Families, fans and a mass of journalists with their cameras crowded into the Guitar Center's showroom. The first to speak was Grand Wizzard Theodore, tthe inventor of the scratch, the master of the needle drop. He was modest, his speech was short.
Grandmaster Flash, who invented the hip-hop concept of a continuous mix using record breakdowns from two different LPs, took the podium after a stirring introduction by Biz Markie. The DJ described coming up on the streets of the Bronx, as well as “waiting for the click” of the front door when his father left the house, before raiding his records.
“I'd get beat and get beat and get beat,” he recalled. “And then I'd wait and I'd hear that click… and I'd head to the living room, get into that closet, open those records and run to the stereo.”
Flash spun at house parties and for a hodgepodge of rappers before starting Grandmaster Flash and the Furious Five in the late 1970s. In 2007 they were the first rap artists ever inducted into the Rock and Roll Hall of Fame, introduced by Jay-Z.
Flash's innovations weren't luck, he noted.
“This was science. This was math. And now, this is the universal way people play music today.”
The idea that turntables, electronic music, and spinning, are how kids are making music permeated all three of the DJs' speeches. It's a good point, and one that's not often given a lot of lip service.

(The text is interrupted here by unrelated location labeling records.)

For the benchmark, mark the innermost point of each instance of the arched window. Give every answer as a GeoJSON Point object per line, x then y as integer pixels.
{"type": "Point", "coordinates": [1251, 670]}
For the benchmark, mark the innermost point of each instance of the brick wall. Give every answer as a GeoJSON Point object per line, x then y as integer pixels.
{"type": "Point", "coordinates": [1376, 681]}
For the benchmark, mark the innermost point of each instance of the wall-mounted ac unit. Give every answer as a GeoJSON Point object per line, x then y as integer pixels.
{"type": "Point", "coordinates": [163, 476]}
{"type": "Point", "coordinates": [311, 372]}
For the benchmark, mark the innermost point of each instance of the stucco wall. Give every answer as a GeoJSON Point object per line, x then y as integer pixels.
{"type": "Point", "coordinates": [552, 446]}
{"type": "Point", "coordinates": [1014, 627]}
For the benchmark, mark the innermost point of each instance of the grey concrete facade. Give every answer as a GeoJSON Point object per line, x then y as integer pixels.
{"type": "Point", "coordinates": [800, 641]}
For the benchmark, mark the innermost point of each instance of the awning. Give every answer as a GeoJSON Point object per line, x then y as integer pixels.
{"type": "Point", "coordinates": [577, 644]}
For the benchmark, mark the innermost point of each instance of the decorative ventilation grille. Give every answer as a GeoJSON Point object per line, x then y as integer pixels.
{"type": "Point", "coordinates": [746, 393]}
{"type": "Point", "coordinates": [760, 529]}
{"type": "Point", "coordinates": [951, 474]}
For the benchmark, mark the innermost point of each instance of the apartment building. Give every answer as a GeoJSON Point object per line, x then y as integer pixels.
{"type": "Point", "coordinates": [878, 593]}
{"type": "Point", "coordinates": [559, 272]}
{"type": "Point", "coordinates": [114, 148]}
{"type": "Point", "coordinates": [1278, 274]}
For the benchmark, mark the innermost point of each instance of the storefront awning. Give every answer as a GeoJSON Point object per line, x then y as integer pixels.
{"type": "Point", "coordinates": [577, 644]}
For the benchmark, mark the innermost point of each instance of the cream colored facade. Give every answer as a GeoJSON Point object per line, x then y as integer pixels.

Flash went on to describe a young boy sitting on a milk crate, listening to him spin – that young boy was Grandwizzard Theodore. DXT described lying on an abandoned car, pledging to play for a master he saw on Don Kirshner's rock concert. That master was Herbie Hancock, who introduced DXT.
“All this,” said DXT, gesturing to himself and the other two honorees, “is part of a very, very long journey travelling almost 45 years.”
Grand Mixer DXT is credited as the first true “turntablist.” Few tracks highlight that so well as his famous scratching on the Herbie Hancock single “Rockit.”
“He was playing turntables like drums, like jazz drums,” recalled Hancock. “He wasn't a DJ… he was an innovator.”
With six speakers, the event ran so long that the Q&A was nixed in favor of a few photo ops. The crowd then shuffled over into the next room, where DJ Jazzy Jeff and Will Smith were to be honored with a plaque for the 25th anniversary of “Parents Just Don't Understand” winning a Grammy, the first rap album to do so.
Jazzy Jeff was there with a handshake and a smile – but Smith was MIA, presumably at home celebrating his Razzie win for After Earth.